# Arrowhead & Indian Artifact Collectors



## bottlekid76 (May 11, 2012)

Hi all,

 Not too long ago the wife and I was out hitting the good ol' city wide yard sales around here and I came upon this bird effigy of an eagle or similar at one of the sales. Now I don't know much of anything of arrowheads or indian atrifacts of the such, but really thought this piece was pretty sweet. I asked the gentleman about it and he said it belonged to his late father, but didn't know any history or provenance beyond that, and being that he had passed several years ago there was just no way to know where his father got the piece. Anyhow, I decided to buy it and it was just as you see in this case. My first thought was wondering if it was original or not so I decided to get it authenticated to find out. Well I got the paper back today and the authenticator Tom Fouts which has a very credible reputation believes it to be genuine and believes it to have been rechipped from an older artifact. He said the chipping shows patina as well and he believes the original artifact is pre-historic but that the chipping was done in the historic period. Not alot of info but pretty neat. I didn't have any info to give him unfortunatley beyond what I was told. I thought you might like seeing some photos of it. I know there are some artifact collectors on here so i'd love to hear your thoughts too! []

 ~Tim


----------



## AntiqueMeds (May 11, 2012)

interesting item. How do you think it was used?


----------



## Dugout (May 11, 2012)

I'd say it was used as a ceremonial piece.


----------



## bottlekid76 (May 12, 2012)

I was told the same thing Renee said, very well could have been a ceremonial piece. These effigys was probably worn on their person, also possibly could have been given as a reward for bravery. Those are what some of the Indian relic collectors have told me. I've heard several theories. I find these very interesting. I was also told that effigys are also one of the most faked or reproduced might be a better term. That was another reason I wanted to have it authenticated. I sure wish I knew more tho. Apparently they made these out of many different things that they seen as well, turtles, birds, deer, bears, etc. I guess the human effigys are the rarest to find from what I have been told.

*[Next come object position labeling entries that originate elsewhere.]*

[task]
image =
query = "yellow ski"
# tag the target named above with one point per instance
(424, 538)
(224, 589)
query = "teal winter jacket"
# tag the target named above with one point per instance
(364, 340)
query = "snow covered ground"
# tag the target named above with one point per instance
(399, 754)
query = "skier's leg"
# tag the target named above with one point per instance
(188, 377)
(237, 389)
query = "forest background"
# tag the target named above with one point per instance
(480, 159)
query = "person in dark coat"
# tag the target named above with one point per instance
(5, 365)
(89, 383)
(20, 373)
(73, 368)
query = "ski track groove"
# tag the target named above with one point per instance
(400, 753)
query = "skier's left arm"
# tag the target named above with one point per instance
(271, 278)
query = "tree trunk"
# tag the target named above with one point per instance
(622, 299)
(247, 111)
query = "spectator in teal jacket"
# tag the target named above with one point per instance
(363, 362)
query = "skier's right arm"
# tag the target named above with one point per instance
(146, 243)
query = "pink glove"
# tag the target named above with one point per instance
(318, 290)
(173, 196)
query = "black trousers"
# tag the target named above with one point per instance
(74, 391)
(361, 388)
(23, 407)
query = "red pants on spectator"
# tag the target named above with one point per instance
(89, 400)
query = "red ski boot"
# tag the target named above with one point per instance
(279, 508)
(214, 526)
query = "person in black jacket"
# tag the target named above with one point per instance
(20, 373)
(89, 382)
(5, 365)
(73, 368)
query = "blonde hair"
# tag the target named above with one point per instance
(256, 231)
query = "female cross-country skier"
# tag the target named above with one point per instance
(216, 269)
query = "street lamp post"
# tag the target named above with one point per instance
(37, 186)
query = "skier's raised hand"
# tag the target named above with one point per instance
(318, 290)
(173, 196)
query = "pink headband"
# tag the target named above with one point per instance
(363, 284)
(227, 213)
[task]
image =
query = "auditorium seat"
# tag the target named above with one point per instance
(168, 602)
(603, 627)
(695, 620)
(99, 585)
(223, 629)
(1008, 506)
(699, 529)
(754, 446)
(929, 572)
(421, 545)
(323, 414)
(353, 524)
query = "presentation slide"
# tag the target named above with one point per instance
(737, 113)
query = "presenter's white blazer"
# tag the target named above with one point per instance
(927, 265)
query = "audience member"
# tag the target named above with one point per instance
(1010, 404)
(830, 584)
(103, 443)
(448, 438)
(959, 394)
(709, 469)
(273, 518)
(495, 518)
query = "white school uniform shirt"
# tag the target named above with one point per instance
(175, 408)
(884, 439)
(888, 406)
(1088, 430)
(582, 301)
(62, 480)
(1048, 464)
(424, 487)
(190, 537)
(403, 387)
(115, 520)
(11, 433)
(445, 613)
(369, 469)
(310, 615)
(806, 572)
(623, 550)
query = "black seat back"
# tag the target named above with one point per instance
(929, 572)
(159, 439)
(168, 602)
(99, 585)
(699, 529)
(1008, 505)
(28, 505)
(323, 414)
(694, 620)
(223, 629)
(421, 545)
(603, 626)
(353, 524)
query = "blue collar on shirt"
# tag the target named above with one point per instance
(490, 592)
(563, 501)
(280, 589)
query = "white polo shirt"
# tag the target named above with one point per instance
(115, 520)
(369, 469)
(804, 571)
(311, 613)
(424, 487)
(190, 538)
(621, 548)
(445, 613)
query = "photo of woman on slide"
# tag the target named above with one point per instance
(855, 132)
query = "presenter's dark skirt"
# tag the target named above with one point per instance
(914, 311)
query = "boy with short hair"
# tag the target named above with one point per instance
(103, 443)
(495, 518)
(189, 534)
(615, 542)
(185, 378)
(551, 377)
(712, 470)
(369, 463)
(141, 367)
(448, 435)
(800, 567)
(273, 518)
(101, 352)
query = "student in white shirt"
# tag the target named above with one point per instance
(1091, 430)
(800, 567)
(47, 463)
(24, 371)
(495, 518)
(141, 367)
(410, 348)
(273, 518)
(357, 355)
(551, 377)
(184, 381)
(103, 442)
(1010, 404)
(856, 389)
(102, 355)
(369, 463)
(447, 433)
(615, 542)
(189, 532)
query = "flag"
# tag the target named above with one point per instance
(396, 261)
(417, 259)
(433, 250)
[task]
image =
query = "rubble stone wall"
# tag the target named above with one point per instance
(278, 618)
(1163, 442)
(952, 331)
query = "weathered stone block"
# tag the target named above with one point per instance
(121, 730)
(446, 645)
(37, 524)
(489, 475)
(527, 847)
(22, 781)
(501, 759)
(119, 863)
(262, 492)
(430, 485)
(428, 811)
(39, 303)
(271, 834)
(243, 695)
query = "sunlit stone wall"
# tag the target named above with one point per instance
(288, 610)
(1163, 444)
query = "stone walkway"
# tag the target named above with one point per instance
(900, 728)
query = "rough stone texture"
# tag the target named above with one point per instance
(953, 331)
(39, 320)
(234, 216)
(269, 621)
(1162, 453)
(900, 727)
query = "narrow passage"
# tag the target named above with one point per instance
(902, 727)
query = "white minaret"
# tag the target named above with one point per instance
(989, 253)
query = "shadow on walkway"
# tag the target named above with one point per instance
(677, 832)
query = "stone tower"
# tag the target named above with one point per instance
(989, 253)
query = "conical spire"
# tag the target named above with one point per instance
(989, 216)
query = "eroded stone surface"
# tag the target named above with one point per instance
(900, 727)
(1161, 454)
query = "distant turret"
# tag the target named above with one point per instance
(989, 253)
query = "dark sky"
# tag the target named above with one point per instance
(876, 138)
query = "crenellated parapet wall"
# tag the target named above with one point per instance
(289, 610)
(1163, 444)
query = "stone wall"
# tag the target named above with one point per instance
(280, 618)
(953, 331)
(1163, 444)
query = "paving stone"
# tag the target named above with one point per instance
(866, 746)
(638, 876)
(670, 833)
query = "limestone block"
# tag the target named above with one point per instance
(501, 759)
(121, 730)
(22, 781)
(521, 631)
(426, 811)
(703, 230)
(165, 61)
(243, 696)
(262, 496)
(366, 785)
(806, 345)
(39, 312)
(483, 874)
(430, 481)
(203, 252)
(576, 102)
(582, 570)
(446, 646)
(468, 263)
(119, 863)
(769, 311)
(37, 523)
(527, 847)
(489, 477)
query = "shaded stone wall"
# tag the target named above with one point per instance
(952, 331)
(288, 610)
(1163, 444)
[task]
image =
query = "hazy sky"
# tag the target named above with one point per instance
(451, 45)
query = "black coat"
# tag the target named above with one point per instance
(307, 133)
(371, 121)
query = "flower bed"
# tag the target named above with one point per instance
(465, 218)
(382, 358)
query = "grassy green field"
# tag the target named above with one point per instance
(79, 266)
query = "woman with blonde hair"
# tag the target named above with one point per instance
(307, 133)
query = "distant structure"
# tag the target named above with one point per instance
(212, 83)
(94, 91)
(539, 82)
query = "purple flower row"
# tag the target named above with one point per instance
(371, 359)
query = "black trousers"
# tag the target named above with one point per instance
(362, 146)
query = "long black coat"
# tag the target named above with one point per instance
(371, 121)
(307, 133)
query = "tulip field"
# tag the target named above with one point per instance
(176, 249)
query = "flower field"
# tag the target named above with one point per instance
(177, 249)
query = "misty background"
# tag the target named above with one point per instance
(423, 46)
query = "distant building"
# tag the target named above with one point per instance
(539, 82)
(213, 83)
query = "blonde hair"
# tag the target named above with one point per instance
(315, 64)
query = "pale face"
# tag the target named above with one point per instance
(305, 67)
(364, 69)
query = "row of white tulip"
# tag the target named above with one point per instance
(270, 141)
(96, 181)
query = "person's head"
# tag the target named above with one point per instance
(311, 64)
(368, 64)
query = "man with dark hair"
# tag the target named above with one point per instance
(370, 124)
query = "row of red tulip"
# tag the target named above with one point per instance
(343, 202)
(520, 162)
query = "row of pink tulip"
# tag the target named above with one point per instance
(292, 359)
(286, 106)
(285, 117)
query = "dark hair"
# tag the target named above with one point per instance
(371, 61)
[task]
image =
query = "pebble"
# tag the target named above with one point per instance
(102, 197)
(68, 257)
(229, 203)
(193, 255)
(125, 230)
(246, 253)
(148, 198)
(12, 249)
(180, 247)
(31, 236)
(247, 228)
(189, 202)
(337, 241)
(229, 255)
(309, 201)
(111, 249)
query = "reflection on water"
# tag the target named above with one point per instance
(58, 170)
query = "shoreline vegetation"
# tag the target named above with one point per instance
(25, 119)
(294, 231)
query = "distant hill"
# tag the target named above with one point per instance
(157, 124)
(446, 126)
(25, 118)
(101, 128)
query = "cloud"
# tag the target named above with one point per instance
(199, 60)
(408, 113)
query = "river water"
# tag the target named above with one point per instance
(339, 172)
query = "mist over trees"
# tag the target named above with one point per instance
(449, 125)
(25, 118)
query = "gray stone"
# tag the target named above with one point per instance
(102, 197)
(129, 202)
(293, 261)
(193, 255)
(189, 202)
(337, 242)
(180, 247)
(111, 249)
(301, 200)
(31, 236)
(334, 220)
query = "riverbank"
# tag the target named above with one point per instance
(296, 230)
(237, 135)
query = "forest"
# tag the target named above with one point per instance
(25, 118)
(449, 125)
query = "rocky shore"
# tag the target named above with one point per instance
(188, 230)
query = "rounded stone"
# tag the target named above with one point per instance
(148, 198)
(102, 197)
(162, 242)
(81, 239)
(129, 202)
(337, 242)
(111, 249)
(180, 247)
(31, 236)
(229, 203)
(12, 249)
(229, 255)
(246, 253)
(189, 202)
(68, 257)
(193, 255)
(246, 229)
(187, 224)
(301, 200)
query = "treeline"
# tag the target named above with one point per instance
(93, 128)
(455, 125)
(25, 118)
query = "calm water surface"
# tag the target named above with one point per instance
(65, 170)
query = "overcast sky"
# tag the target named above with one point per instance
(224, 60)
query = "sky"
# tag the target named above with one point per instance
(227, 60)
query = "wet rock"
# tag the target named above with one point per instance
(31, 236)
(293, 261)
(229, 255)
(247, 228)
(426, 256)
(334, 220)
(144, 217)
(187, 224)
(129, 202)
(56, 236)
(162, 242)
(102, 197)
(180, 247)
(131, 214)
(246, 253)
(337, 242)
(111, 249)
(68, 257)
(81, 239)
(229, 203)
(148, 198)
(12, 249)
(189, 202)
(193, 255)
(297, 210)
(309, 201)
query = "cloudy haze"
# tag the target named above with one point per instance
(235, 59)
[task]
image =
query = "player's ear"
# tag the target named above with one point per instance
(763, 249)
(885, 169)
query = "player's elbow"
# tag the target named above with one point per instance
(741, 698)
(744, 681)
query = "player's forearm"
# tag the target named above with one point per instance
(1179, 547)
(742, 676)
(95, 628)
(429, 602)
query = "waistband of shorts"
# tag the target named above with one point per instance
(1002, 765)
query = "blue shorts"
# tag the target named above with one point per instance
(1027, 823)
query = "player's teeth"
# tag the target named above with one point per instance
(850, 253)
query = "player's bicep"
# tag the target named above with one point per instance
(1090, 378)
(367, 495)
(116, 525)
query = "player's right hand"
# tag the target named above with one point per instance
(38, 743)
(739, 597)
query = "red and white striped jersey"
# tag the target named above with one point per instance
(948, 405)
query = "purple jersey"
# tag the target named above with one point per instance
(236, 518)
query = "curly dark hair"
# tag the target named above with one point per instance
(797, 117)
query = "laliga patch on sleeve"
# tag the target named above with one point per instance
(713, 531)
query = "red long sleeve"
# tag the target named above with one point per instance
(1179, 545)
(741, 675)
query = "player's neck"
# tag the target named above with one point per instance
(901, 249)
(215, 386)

It's definitely not my area, but arrowheads and pieces like this have always fascinated me.

 ~Tim


----------



## surfaceone (May 12, 2012)

Evening, folks,

 I'd think it would have been handled reverentially.




From.


----------



## OsiaBoyce (May 12, 2012)

'Salvaged' and 'Re-chipped' means fake in a nice way.

 Did you pay less than a $1000.00?

 What else did he have? If he had this,he should have had a truck load of points. The point being these are so rare, he would have taken years to stumble across one, and found quite a bit more. Then when it was his 'dads' and had no further knowledge, well that says a lot also.

 I don't know Mr. Fouts, but I have been collecting for 40+ years, and ya know how many genuine ones I've came across......zero.

 About 20-25 years ago there was someone making them and planting them to be found. The first one was quite a find,but when 3 popped un in two months, the gig was up.

 Not trying to rain on your parade, just being realistic.


----------



## bottlekid76 (May 12, 2012)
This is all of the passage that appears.